Бугров помолчал и крикнул:
– Ступай, говорят! Иди в детскую! Чего ревешь? Сама виновата и ревешь! Эка! В прошлом году на Петьке Точкове висла, теперь на этого, прости господи, дьявола повисла… Тьфу! Пора понимать, кто ты! Жена! Мать! В прошлом году неудовольствия вышли, теперь выйдут неудовольствия… Тьфу!
Бугров громко вздохнул, и в воздухе запахло хересом. Он возвратился с обеда и был слегка пьян…
– Обязанностей не знаешь? Нет!.. Вас учить надо! Вы еще не учены! И маменьки ваши потаскухи и вы… Реви! Да! Реви вот!
Бугров подошел к жене и потянул из ее рук занавеску.
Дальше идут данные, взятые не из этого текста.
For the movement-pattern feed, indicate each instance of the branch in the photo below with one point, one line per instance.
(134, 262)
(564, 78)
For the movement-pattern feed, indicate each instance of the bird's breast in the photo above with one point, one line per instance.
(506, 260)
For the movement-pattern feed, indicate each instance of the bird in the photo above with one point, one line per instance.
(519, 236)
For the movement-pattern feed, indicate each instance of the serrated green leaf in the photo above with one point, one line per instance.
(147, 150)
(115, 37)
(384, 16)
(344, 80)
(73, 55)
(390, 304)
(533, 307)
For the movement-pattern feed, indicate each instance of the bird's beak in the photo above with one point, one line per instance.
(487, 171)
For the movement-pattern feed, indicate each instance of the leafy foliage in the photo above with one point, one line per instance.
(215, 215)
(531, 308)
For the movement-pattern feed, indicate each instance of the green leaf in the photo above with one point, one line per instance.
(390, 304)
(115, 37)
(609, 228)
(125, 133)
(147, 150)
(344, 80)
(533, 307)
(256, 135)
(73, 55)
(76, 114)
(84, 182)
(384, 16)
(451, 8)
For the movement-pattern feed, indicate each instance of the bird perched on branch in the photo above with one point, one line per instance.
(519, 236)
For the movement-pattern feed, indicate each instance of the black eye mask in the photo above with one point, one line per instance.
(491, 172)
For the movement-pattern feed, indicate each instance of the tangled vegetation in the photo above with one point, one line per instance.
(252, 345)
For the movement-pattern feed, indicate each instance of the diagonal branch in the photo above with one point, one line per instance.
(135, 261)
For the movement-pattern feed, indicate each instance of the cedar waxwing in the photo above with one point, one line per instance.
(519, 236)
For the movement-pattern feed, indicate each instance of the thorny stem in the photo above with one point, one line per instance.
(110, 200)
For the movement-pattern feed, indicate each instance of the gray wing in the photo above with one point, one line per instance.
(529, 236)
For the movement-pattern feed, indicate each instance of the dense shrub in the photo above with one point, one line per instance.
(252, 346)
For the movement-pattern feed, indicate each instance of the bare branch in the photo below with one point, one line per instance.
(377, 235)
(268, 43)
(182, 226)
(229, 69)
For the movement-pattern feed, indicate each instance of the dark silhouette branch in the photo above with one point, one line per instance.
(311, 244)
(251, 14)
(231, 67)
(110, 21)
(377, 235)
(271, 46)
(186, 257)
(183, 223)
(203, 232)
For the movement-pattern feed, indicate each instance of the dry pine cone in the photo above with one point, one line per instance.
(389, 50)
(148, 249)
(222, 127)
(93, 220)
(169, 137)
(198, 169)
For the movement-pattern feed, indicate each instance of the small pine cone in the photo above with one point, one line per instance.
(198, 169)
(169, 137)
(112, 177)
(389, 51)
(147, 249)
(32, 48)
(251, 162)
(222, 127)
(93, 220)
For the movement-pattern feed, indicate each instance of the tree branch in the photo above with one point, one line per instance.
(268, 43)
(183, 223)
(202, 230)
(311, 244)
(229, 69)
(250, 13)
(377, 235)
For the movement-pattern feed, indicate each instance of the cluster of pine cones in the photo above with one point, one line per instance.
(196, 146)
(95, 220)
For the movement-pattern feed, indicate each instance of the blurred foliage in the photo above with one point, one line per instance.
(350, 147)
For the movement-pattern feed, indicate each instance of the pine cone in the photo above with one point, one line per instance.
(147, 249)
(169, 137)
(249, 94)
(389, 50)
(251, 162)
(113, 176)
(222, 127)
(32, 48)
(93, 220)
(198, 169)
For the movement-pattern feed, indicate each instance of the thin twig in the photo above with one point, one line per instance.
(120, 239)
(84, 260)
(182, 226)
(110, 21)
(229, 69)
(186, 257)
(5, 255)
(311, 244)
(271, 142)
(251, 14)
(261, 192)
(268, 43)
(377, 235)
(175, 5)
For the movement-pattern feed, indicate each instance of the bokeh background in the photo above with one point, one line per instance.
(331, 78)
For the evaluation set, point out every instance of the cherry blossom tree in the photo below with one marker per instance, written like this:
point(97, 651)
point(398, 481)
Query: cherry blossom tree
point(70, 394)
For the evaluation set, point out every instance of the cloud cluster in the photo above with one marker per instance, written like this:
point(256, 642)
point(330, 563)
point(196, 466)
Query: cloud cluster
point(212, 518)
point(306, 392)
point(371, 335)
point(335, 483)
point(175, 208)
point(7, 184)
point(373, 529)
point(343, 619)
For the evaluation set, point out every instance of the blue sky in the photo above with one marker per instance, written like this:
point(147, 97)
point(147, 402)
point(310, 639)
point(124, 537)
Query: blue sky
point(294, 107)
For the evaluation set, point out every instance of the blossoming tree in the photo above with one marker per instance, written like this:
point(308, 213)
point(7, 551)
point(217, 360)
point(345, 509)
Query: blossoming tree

– Не стой у окна… Людям видно, как ты ревешь… Другой раз чтоб этого не было. От объятий до беды дойдешь… Влопаешься. Нешто мне приятно рога носить? А наставишь, коли возиться с ними, с хамами, будешь… Ну, полно… В другой раз ты… не того… Я ведь… Лиза… Оставь…
Бугров вздохнул и обдал Лизу хересовыми парами.
– Ты молоденькая, глупенькая, ничего не понимаешь… Меня дома никогда не бывает… Ну, а они и пользуются. Надо быть умной, рассудительной! Надуют! А уж тогда я не вынесу… Тогда я шабаш… Кончено! Тогда хоть и помирай ложись. За измену я… я, матушка, всё готов сделать. До смерти избить могу и… прогоню. Иди тогда к своим прохвостам.
И Бугров своей большой мягкой ладонью (horribile dictu![4]) вытер мокрое, заплаканное лицо изменницы Лизы. Он обращался со своей двадцатилетней женой, как с ребенком!